Risk disclosure.
inite.fund is software the operator runs on their own venue keys. The control plane computes allocations, places orders, and queues guardrail breaches for approval — it does not custody funds, advise on investments, or guarantee outcomes. Below is what can go wrong and who carries it.
- 01 Not investment advice
Nothing on this site, in the dashboard, in MCP responses, or in operator chats constitutes investment, tax, or legal advice. Strategy outputs are signals, not recommendations.
- 02 No guarantee of returns
Target CAGR, max drawdown, Sharpe and win-rate ranges are model expectations derived from backtests and forward live runs. Future returns are not predictable and can fall outside any stated range, including to total loss.
- 03 Backtest limitations
Historical performance is calculated with constant slippage and fee assumptions, survivorship in the chosen universe (BTC / SPY / GLD / SHY for long sleeves; a curated crypto pair set for intraday), and the data quality of the underlying feeds. Real conditions vary.

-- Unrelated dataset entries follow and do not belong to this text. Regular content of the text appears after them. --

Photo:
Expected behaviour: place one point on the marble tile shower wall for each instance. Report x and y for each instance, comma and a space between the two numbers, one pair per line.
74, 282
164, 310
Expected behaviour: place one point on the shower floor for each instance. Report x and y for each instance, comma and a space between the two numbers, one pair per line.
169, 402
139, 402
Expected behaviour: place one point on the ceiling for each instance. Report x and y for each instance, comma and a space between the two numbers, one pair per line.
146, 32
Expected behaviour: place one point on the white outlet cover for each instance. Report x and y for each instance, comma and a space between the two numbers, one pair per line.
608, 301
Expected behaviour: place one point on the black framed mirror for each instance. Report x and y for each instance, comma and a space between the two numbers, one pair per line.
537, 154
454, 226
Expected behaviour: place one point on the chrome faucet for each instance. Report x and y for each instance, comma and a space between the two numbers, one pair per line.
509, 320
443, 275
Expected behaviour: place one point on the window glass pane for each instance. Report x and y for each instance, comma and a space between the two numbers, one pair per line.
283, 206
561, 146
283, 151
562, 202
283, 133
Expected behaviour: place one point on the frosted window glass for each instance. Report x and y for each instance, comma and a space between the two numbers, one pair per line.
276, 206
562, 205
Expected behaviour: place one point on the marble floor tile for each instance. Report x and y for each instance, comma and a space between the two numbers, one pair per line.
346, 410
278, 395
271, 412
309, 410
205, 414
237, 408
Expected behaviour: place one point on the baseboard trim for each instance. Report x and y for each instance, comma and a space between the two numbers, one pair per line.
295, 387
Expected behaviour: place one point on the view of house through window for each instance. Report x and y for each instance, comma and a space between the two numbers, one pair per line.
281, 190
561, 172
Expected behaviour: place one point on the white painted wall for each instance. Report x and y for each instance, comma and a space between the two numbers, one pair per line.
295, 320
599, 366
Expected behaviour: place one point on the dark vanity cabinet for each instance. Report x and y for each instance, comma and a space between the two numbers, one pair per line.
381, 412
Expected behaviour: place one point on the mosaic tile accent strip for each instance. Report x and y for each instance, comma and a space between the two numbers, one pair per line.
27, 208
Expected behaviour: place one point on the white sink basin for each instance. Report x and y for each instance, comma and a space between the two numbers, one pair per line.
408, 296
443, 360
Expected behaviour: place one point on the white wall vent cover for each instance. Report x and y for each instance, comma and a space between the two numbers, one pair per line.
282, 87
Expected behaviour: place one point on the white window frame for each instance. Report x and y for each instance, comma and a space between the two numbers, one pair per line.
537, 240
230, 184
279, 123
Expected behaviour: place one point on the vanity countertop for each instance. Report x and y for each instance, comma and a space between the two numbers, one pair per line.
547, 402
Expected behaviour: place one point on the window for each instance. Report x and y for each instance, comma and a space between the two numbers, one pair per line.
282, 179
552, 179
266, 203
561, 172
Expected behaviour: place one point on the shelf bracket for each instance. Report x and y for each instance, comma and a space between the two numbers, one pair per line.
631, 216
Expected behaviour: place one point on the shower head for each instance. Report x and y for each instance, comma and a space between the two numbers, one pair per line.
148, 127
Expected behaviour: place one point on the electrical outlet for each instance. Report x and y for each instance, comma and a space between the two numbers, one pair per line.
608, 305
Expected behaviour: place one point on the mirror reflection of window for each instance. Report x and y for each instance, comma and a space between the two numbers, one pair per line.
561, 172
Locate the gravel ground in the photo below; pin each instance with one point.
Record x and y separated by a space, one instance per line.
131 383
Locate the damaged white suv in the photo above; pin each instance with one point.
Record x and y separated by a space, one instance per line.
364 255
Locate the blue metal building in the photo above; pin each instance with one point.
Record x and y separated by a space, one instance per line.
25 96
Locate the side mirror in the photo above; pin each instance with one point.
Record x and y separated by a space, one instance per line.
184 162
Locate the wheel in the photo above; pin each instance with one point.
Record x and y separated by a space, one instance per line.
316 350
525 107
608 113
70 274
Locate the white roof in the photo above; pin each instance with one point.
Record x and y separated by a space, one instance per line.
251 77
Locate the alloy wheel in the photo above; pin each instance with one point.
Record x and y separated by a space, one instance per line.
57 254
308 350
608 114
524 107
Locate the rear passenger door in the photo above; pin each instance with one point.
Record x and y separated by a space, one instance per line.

- 04 Paper vs live divergence
Forward-tested numbers may have been collected in paper mode (an internal simulation venue). Live behaviour on a real venue differs because of partial fills, queue position, funding flips, market-maker reactions to order flow, and exchange-side throttling.
- 05 Market and liquidity risk
Positions can move against the operator faster than guardrails can act. In illiquid sessions, fast moves, or venue outages, intended exits may not execute at the modelled price. Stops are not guarantees — they are instructions.
- 06 Venue and exchange risk
Spot, perp, or fiat balances live at the operator's chosen venue. Venue insolvency, withdrawal halts, hacks, geographic restrictions, or unilateral policy changes are venue risks the operator carries — inite.fund cannot insulate against them.
- 07 API-key compromise risk
Venue keys are stored encrypted on the inite.fund infrastructure but remain the operator's bearer credential. Venue-side permission scoping — trade-only access, IP allow-lists — is the operator's responsibility. We recommend both.
- 08 Margin and leverage risk
Intraday strategies can run on margin venues. Drawdown on a leveraged position multiplies. Liquidation cascades during volatility spikes can close positions below the modelled stop.
- 09 Software-failure risk
The control plane, the simulation venue, the data feeds, and Claude or other MCP clients can fail or behave unexpectedly. The audit log reconstructs what happened; it does not undo it. The kill switch is for situations where the operator wants the engine to stop trading immediately.
- 10 Human-in-the-loop risk
Guardrail breaches surface as approval requests. The operator is expected to read and decide them — auto-approving everything erases the protection. Conversely, an unattended HIL queue can stall risk-reducing rebalances.
- 11 Jurisdiction and eligibility
Operating systematic strategies on venue keys may be restricted, regulated, or licensed in the operator's jurisdiction. The operator is responsible for confirming eligibility before connecting funds.
Plain-language summary, not legal advice. Consult licensed counsel in your jurisdiction for binding guidance.